Section 10: This is the section that gives the reason for not retranslating the 116 lost pages. As such, It's difficult for me to find much that I can extract from the lesson. Maybe that god always prepares a way forward despite what's happened in the past or a proof-texted do not run faster or labor more than you have strength.
Elephants in the room/things I'd never say in a lesson:
1) I'm not sure why section 10 should be elevated to canon status. Why is this in the D&C?
2) The apologetics are weak. If the two manuscripts failed to match it seems like it would be glaringly obvious that someone had attempted to alter the original. Ink smudges, erased sections, different handwriting, etc. It reads like Joseph using the voice of the lord to get out of a jam.
3) Language in this section feels harsh towards Martin Harris.

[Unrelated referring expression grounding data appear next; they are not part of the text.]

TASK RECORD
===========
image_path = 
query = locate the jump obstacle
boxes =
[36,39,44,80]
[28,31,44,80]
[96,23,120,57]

I always had the impression that Harris was well meaning but perhaps a little bumbling in his actions, of course I don't know the full story. If that's the case I'd call Harris careless, not someone that was out to "destroy.""...even the man in whom you have trusted has sought to destroy you. And for this cause I said that he is a wicked man, for he has sought to take away the things wherewith you have been entrusted; and he has also sought to destroy your gift.
Since I've already ventured into the realm of speculation...
Martin invested a lot of money in Joseph. Martin may not have come up with a scheme to catch Joseph in a lie but at the same time Martin may have been looking for more tangible proof of Joseph's gift and played along with the plan. That could be one of many plausible reasons for why Martin was so insistent on obtaining the manuscript, separating the manuscript from Joseph's possession was crucial to the plan.
There's also speculation that Lucy Harris burned the 116 pages. Maybe it was an attempt to put an end to the financial relationship between Smith and Harris and there never was a plan to make alterations in an attempt to expose Smith.
4. The end of the section feels like a non sequitur, things that don't have much to do with the subject of the first 50 or so verses.